Au cinéma, en tout cas, il n'y a plus grand chose à se mettre sous la dent : A Vif ? Death Sentence ? Homefront peut être ? Et depuis ?


Difficile en effet de pouvoir accéder à de tels spectacles aujourd'hui, quand ses derniers représentants, et quelques autres périphériques, sont systématiquement condamnés dans des hurlements bien-pensants, dans une alerte faf infamante pour ceux qui, d'aventure, avoueraient tout haut leur attirance.


Au début de cette vague, il y avait Un Justicier dans la Ville, ainsi que son comparse, l'Inspecteur Harry, deux ans plus tôt. Et bizarrement, à l'évocation de ce seul archétype, l'inconscient collectif, dans une mémoire parfois curieuse, fera rejaillir immédiatement non pas Clint Eastwood, mais Charles Bronson. Question de charisme ? De charme ? De gueule ?


En tout cas, à l'heure où Hollywood déterre toujours ses classiques, une fois encore, c'est Death Wish qui ressuscite. On prend les mêmes et on recommence ?


Oui... Et non.


Car ce Death Wish new look s'avère être, un pur produit de son époque entertainment. Oui, la trame générale est absolument identique. Oui, il y a de la vengeance pas bien, des armes pas belles qui tuent des vilains et des criminels. On est donc en terrain connu, que ceux qui dégueulent le genre par les trous de nez seraient bien avisés de ne pas fréquenter.
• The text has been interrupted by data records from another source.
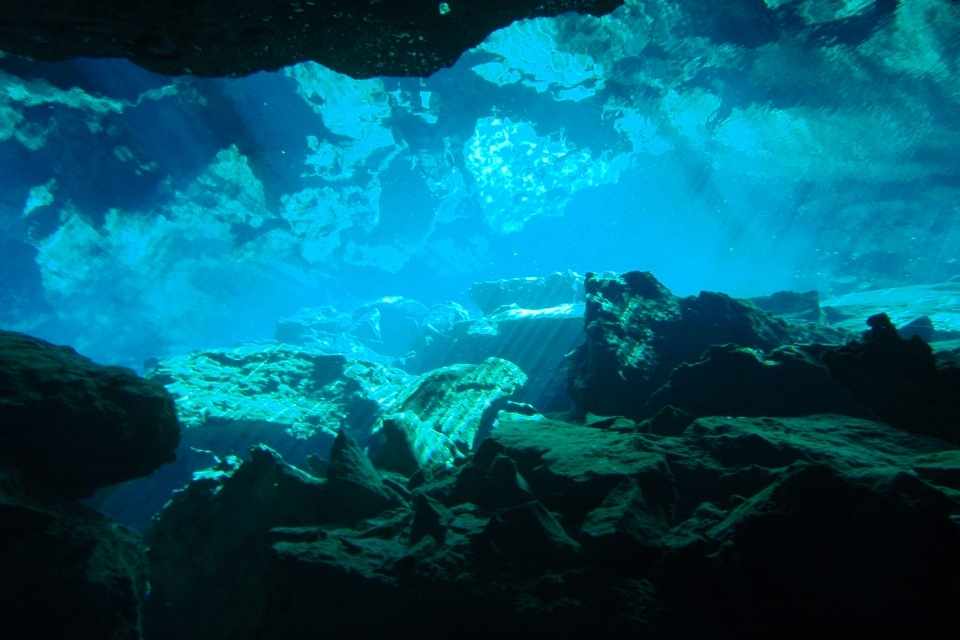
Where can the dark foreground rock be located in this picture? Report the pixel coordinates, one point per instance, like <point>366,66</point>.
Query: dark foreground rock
<point>69,572</point>
<point>732,527</point>
<point>69,426</point>
<point>216,38</point>
<point>637,332</point>
<point>738,381</point>
<point>900,380</point>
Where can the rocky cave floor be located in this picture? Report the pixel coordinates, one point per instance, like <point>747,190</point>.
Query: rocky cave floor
<point>590,455</point>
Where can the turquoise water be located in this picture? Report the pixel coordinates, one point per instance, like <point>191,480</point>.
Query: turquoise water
<point>142,216</point>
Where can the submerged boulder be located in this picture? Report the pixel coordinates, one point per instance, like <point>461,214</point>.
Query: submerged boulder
<point>561,528</point>
<point>295,400</point>
<point>441,416</point>
<point>69,572</point>
<point>379,331</point>
<point>292,399</point>
<point>900,380</point>
<point>637,332</point>
<point>536,340</point>
<point>69,426</point>
<point>739,381</point>
<point>534,292</point>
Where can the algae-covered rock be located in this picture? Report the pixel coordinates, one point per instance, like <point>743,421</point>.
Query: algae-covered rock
<point>738,381</point>
<point>900,380</point>
<point>534,292</point>
<point>552,526</point>
<point>535,339</point>
<point>69,426</point>
<point>637,332</point>
<point>294,399</point>
<point>440,417</point>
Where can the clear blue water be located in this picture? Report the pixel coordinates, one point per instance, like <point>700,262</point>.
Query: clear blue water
<point>143,216</point>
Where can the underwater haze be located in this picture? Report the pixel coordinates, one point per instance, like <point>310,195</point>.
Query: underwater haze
<point>144,215</point>
<point>640,320</point>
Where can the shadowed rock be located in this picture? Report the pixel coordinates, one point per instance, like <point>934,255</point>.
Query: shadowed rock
<point>69,426</point>
<point>216,37</point>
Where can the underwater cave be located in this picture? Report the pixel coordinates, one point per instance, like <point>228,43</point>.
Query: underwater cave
<point>581,317</point>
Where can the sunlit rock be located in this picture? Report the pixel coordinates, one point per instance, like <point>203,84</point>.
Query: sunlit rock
<point>444,413</point>
<point>528,293</point>
<point>537,340</point>
<point>637,332</point>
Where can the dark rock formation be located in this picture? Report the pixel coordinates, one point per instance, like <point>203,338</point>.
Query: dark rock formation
<point>737,381</point>
<point>216,38</point>
<point>70,426</point>
<point>899,380</point>
<point>69,572</point>
<point>528,293</point>
<point>637,332</point>
<point>759,525</point>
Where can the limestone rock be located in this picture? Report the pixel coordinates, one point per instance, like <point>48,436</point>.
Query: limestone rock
<point>737,381</point>
<point>446,411</point>
<point>215,38</point>
<point>637,332</point>
<point>536,340</point>
<point>899,380</point>
<point>632,529</point>
<point>534,292</point>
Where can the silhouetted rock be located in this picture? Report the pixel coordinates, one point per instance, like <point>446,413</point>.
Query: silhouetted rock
<point>216,38</point>
<point>358,485</point>
<point>622,532</point>
<point>69,572</point>
<point>903,305</point>
<point>637,332</point>
<point>738,381</point>
<point>69,426</point>
<point>899,380</point>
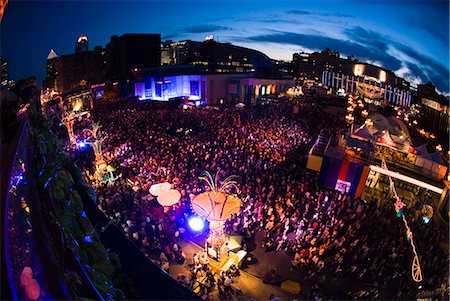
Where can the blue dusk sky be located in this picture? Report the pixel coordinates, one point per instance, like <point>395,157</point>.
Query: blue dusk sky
<point>409,37</point>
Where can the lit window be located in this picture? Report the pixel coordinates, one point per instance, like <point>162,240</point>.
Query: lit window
<point>195,88</point>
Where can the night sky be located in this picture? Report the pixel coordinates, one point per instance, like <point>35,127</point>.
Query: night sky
<point>408,37</point>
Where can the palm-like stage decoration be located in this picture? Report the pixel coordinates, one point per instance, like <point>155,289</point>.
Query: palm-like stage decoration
<point>217,205</point>
<point>95,141</point>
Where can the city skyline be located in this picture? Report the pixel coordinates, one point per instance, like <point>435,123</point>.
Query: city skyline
<point>393,35</point>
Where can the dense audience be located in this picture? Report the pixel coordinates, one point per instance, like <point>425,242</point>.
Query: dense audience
<point>328,234</point>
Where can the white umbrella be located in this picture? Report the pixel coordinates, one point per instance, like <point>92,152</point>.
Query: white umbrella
<point>169,198</point>
<point>157,189</point>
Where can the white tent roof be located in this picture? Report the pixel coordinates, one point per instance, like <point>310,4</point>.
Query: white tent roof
<point>158,189</point>
<point>169,198</point>
<point>363,132</point>
<point>422,151</point>
<point>51,55</point>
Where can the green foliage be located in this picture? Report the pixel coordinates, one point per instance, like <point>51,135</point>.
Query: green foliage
<point>57,175</point>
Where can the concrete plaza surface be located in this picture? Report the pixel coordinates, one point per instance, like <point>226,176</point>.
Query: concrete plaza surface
<point>250,284</point>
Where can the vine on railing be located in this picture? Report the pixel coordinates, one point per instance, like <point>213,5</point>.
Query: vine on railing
<point>79,234</point>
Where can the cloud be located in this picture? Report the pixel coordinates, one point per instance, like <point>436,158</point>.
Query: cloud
<point>346,47</point>
<point>430,69</point>
<point>298,12</point>
<point>439,33</point>
<point>205,28</point>
<point>369,45</point>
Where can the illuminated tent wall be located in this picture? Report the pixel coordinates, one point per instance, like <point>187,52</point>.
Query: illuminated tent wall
<point>343,175</point>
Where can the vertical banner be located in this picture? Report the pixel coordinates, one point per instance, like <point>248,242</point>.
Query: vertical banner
<point>362,181</point>
<point>333,173</point>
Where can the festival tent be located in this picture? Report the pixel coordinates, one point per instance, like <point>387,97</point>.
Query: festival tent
<point>365,145</point>
<point>436,157</point>
<point>423,152</point>
<point>169,198</point>
<point>160,188</point>
<point>363,132</point>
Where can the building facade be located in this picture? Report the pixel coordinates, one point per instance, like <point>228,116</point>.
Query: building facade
<point>82,44</point>
<point>129,53</point>
<point>51,72</point>
<point>435,110</point>
<point>373,90</point>
<point>313,65</point>
<point>80,69</point>
<point>216,88</point>
<point>218,57</point>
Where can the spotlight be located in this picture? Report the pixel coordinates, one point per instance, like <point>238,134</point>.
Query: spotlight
<point>196,223</point>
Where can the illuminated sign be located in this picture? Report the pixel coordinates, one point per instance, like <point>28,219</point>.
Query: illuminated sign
<point>358,70</point>
<point>382,76</point>
<point>82,38</point>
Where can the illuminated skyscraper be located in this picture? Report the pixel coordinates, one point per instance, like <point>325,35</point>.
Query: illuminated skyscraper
<point>51,75</point>
<point>82,44</point>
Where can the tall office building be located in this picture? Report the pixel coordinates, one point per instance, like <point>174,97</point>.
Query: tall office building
<point>82,44</point>
<point>131,52</point>
<point>5,82</point>
<point>51,74</point>
<point>218,57</point>
<point>78,69</point>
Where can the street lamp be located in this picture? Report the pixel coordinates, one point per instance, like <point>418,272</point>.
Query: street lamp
<point>364,113</point>
<point>68,121</point>
<point>96,143</point>
<point>350,120</point>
Sauf que Un Justicier dans la Ville s'envisageait comme une odyssée désabusée dans une violence sans concessions, bien qu'éparse, avec un Charles Bronson solitaire et au bout du compte, impuissant. Rien de tout cela aujourd'hui. Si la trame est la même, le discours, ou plutôt son absence de, est bien différent. Alors qu'Eli Roth a beau singer quelques plans iconiques de sa figure de proue, si l'action est plutôt généreuse, on se dit que, si le spectacle est bien là et que l'on s'ennuie pas, quelque chose est en train cependant de changer la nature de l'oeuvre.


Déjà, l'ouverture braconne beaucoup plus du côté d'Un Justicier dans la Ville 2, avec sa radio qui crache ses statistiques sur la hausse de la criminalité comme un M16 les balles. Tandis que l'agression primitive, elle, sera carrément filmée... En hors champ. Rien de frontal, rien de choquant, au point de se dire que l'escroquerie n'est pas loin et que l'ordre moral triomphe niveau (non) représentation de la violence (physique et sexuelle) au cinéma dès lors qu'elle frappe la cellule familiale dans son intimité.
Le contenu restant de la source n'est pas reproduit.